1. Summary
This document specifies an updated Public Key Cryptography for Initial
Authentication in Kerberos (PKINIT, rfc4556) which is not dependent on
SHA-1. In particular, it describes negotiation for Key Derivation
Functions, and includes test vectors for these schemes.
This is a Standards Track document since its core goal is to update
PKINIT, which is a standard part of Kerberos implementations.
Accordingly, it updates rfc4556 (PKINIT), which is Standards Track.
Robbie Harwood is the document shepherd. Benjamin Kaduk is the
responsible Area Director.
2. Review and Consensus
There is consensus for this document, which improves Kerberos's ability to
handle compromise of cryptographic algorithms. Having options other than
SHA-1 for PKINIT is noncontroversial within the working groups; this
document defines SHA-256, SHA-512, and SHA-384 as additional
possibilities, and assigns additional Object Identifiers for them.
This document has been around for quite a long time, originally part of
krb-wg before being taken up by kitten in the re-charter. Implementations
have existed in both MIT krb5 and Heimdal since 2011 and 2008,
respectively. Most shaping review happened under krb-wg, but those
contributors are also participants in kitten.
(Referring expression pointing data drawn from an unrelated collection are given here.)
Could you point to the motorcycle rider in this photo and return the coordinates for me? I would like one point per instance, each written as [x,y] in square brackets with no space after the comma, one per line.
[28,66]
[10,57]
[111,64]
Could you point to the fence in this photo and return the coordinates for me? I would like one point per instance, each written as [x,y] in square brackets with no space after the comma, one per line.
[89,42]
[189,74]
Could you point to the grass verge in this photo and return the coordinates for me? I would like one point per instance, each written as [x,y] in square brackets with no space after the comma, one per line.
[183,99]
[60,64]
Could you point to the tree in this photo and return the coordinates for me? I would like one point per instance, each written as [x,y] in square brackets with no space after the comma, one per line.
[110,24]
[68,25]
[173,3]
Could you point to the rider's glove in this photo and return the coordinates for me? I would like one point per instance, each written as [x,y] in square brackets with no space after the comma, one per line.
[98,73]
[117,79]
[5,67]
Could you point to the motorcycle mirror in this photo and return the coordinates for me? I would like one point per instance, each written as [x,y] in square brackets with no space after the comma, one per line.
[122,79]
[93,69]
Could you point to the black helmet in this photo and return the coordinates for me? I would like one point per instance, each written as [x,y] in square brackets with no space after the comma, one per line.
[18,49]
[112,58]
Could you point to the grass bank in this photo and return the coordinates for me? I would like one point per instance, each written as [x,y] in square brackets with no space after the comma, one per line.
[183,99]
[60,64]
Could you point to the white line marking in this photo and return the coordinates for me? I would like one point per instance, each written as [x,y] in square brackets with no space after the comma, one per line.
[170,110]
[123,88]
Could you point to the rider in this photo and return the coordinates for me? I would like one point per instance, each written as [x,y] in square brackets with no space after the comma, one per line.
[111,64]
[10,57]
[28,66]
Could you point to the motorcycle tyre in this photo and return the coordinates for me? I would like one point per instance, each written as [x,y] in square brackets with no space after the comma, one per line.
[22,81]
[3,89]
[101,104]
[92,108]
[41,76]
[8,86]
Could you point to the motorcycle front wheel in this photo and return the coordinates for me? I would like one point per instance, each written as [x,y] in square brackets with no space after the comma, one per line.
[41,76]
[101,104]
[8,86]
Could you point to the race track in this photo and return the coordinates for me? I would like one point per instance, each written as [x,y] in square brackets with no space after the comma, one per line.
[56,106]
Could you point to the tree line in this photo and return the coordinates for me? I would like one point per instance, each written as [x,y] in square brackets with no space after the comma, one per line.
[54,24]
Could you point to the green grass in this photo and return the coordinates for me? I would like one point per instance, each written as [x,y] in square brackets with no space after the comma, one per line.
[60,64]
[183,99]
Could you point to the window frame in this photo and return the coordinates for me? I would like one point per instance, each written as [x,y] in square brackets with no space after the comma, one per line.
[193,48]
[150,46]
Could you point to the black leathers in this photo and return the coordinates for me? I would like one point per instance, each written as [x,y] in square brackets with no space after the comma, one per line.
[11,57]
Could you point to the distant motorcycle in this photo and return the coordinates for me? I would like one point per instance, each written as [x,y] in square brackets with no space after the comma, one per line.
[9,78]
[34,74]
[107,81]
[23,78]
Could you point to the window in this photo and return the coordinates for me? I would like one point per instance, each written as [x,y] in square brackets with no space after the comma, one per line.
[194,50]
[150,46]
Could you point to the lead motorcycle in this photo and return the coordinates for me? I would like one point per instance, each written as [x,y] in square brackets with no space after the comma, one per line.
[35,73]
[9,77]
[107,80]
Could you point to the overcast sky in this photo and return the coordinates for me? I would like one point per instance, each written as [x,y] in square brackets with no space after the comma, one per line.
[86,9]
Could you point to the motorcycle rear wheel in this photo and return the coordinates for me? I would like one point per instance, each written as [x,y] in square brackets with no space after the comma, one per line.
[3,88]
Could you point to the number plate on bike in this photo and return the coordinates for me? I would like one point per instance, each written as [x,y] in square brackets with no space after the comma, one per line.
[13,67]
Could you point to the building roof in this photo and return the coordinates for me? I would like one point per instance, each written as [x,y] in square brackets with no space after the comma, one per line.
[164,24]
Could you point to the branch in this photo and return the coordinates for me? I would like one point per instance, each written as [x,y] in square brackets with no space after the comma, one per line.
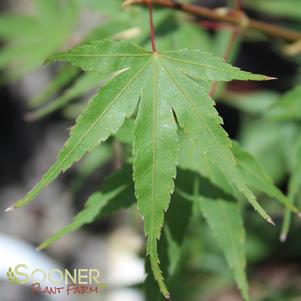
[227,16]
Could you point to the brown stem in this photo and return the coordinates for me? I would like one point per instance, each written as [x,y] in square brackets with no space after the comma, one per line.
[234,36]
[151,23]
[227,16]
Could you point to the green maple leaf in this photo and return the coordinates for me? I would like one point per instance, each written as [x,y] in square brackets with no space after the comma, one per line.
[225,221]
[162,86]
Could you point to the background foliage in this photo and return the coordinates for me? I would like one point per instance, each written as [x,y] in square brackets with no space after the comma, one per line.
[267,146]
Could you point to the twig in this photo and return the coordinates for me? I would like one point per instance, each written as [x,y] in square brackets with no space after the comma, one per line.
[227,16]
During drafting, there were concerns that using an unknown well-known
principal name together with PKINIT agility would cause an error code
overlap, despite there being no known shipped implementations.
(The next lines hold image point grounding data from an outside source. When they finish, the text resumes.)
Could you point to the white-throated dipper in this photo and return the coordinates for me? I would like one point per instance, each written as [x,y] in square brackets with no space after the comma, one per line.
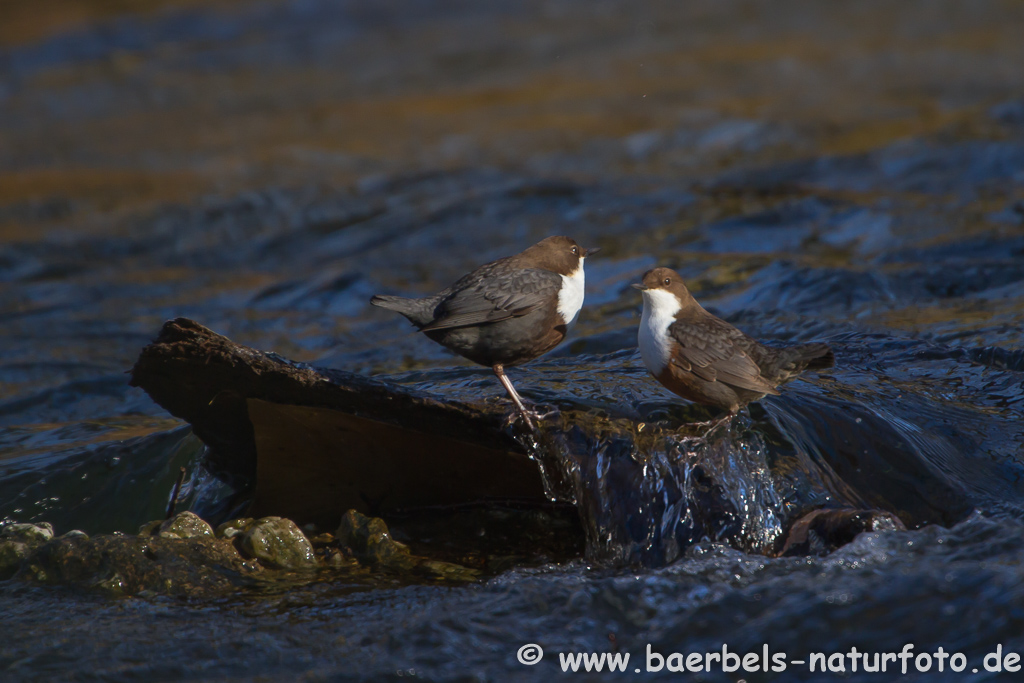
[505,312]
[701,357]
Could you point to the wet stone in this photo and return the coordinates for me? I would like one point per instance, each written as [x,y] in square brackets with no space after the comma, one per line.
[278,543]
[371,542]
[129,565]
[40,532]
[446,571]
[17,542]
[11,554]
[235,527]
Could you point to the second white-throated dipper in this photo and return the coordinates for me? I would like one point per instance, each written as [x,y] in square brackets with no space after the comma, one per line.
[505,312]
[701,357]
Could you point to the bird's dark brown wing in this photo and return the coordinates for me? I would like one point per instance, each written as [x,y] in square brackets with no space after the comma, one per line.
[494,296]
[715,351]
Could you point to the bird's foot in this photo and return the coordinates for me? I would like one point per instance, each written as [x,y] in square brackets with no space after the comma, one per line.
[529,417]
[712,426]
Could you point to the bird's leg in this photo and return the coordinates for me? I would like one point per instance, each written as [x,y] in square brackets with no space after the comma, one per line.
[513,394]
[715,424]
[712,426]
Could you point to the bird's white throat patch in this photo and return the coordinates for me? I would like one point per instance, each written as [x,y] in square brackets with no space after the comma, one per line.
[570,295]
[659,308]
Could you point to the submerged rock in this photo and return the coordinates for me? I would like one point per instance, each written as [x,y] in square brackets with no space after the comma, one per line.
[40,532]
[17,542]
[128,565]
[371,542]
[11,554]
[235,527]
[278,543]
[184,525]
Conservatively, the error code was reassigned. We also spent time on
thinking through our ASN.1, and making sure the appendix module was
all-inclusive.
This document received review and/or implementation from a significant
number of working group contributors. Two implementations (which can
reproduce test vectors) have proved stable and manageable in production
environments, and no unaddressed issues have been reported from any others
that might exist. In an ideal world it would have been published much
sooner, but has been repeatedly deprioritized in favor of other work.
3. Intellectual property
There are no intellectual property disclosures against this document, and
all three authors (and editor) have confirmed compliance with BCPs 78
and 79. Since this document contains contributions from before 2008, it
may not be modified outside the IETF Standards Process.
4. Other information
The IANA considerations are simple: rfc6113 previously created a registry
with entries reserved for this document (hence the "missing reference"
from idnits). This document requests said entries be updated to point to
this document.
rfc6234 is cited normatively, which also flags idnits. However, it is
already present in the Downref Registry.